Eps greater 0 extends the search range and takes additional graph vertices into account.
It is possible to limit the amount of work by specifying a maximal number of distances to be calculated. For lower numbers it is recommended to set eps to 0 since its very unlikely the method can make use of the extended the search range.
- Parameters:
query – A feature vector for which similar feature vectors should searched.
eps – Controls how many nodes are checked during search. Lower eps values like 0.001 are faster but less accurate. Higher eps values like 0.1 are slower but more accurate. Should always be greater 0.
k – The number of results that will be returned. If k is smaller than the number of vertices in the graph, k is set to the number of vertices in the graph.
filter_labels – A numpy array with dtype int32, that contains all labels that can be returned or an object of type Filter, that limits the possible results to a given set. All other labels will not be included in the result set.

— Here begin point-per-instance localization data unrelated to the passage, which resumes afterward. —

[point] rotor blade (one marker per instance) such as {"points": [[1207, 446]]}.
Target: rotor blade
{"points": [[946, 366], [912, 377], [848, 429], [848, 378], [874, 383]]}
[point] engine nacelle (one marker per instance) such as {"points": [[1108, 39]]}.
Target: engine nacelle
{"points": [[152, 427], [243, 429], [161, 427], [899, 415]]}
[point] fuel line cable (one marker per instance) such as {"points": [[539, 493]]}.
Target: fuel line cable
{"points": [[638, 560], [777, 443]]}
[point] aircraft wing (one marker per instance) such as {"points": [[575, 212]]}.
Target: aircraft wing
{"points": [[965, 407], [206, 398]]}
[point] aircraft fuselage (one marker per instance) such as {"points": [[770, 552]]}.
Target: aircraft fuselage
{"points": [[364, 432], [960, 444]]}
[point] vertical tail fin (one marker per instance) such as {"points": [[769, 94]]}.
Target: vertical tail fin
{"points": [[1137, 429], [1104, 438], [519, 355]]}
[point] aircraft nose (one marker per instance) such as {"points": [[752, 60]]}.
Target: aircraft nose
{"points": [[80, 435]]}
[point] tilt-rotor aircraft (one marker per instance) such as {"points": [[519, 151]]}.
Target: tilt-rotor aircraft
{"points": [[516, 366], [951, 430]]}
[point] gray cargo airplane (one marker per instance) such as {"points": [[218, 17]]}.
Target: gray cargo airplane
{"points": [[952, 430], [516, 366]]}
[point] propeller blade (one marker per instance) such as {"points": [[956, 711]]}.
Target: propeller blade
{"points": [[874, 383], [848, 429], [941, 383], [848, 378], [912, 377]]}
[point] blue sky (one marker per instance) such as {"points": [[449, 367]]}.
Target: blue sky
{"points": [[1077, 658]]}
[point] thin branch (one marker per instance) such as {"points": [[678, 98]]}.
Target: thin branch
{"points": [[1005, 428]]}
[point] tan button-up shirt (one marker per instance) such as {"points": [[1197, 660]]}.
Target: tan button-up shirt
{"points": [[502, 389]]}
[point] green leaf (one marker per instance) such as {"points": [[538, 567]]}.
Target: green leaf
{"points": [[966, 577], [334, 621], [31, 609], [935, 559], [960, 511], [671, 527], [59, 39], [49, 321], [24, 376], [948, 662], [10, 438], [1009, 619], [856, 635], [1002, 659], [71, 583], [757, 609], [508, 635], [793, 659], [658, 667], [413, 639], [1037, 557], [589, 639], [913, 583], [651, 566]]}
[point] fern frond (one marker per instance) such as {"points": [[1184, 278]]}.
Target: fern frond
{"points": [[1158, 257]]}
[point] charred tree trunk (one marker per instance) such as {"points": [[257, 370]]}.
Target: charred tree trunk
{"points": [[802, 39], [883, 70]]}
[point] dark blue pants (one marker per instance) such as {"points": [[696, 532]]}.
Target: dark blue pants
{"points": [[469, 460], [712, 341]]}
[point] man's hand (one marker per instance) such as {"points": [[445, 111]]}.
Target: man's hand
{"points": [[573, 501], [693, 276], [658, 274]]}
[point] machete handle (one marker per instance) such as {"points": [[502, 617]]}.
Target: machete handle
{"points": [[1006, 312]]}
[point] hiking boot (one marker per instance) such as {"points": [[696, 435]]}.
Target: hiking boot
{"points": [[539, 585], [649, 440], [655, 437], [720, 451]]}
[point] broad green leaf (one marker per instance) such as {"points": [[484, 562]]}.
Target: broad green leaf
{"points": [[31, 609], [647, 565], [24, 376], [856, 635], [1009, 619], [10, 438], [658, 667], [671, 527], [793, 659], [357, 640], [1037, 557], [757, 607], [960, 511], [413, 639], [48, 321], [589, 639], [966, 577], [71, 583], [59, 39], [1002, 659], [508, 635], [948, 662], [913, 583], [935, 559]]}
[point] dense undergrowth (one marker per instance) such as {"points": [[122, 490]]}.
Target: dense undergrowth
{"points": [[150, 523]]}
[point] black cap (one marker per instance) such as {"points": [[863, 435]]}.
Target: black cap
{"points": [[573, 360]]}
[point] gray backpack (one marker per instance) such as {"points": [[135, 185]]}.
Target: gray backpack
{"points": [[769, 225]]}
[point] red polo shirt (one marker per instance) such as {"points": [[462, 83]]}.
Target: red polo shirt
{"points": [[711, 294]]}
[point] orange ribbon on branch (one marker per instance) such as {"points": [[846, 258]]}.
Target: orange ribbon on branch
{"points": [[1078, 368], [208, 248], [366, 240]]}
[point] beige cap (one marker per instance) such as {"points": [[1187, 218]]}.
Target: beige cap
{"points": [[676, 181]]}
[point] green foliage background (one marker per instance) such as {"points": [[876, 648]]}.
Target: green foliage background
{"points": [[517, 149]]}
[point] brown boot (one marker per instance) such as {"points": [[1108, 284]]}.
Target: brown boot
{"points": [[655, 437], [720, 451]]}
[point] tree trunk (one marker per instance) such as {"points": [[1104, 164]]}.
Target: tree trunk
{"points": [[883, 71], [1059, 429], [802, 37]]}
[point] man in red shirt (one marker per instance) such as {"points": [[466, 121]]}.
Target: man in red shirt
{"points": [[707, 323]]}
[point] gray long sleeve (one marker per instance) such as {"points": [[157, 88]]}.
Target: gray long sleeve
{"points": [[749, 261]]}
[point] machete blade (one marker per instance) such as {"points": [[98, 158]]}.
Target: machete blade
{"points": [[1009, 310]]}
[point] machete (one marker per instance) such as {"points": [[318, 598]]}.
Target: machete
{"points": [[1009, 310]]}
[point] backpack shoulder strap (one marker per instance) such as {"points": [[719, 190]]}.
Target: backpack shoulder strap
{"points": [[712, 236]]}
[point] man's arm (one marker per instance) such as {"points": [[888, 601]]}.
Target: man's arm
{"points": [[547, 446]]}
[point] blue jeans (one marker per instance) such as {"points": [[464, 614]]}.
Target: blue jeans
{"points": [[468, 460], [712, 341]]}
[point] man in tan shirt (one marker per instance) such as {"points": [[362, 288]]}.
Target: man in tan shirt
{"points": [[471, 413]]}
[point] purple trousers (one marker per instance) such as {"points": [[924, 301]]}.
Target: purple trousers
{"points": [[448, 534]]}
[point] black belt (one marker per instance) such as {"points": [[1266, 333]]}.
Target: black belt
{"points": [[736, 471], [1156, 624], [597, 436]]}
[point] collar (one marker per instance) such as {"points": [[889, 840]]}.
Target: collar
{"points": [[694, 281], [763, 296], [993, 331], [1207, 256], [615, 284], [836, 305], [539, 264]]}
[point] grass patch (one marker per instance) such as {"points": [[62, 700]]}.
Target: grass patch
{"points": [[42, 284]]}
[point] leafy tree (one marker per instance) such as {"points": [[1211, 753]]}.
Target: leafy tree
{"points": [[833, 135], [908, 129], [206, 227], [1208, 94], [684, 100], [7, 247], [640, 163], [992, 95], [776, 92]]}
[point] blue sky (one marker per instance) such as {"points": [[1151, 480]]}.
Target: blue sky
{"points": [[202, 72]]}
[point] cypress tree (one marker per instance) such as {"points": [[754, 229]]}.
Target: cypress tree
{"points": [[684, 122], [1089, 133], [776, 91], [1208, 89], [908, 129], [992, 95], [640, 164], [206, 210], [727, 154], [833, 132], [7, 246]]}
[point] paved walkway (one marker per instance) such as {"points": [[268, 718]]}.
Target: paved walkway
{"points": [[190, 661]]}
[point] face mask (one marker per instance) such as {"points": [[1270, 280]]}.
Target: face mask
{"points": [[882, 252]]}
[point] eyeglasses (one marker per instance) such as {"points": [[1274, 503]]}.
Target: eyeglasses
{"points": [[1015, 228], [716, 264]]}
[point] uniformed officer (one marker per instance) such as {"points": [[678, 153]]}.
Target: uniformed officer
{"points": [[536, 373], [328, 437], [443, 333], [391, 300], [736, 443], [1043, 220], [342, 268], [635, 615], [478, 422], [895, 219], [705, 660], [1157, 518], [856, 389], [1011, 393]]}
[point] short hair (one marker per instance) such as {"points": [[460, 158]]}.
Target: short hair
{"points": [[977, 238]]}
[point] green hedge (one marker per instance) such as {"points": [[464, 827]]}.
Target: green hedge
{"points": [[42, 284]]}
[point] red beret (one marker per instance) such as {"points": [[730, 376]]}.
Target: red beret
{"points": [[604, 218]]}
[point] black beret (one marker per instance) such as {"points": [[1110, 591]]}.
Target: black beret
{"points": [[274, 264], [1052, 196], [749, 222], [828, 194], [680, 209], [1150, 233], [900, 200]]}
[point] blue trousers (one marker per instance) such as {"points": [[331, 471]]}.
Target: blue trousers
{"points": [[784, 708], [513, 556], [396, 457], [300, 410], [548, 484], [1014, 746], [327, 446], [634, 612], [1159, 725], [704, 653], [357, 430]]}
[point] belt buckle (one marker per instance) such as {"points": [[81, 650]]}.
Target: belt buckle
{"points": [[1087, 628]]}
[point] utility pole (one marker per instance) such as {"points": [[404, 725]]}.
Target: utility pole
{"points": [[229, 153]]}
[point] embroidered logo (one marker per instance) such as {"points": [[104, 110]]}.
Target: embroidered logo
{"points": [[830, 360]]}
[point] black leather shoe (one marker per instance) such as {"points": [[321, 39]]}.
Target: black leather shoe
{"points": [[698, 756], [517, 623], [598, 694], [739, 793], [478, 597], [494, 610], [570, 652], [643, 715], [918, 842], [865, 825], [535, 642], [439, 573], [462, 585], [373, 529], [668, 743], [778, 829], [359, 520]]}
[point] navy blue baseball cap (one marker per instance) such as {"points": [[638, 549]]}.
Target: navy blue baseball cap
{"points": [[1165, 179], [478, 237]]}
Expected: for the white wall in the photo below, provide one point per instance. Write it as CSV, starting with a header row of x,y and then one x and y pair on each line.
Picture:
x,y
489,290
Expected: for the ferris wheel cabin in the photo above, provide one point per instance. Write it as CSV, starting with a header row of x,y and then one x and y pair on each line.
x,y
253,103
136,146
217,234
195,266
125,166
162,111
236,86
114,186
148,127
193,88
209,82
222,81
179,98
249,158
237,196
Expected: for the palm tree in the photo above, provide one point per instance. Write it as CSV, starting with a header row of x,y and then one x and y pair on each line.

max_distance_computation_count – Limit the number of distance calculations. If set to 0 this is ignored.
entry_vertex_indices – Start point for exploratory search. If None, a reasonable default is used.
threads – The number of threads to use for parallel processing. It should not excel the number of queries. If set to 0, the minimum of the number of cores of this machine and the number of queries is used.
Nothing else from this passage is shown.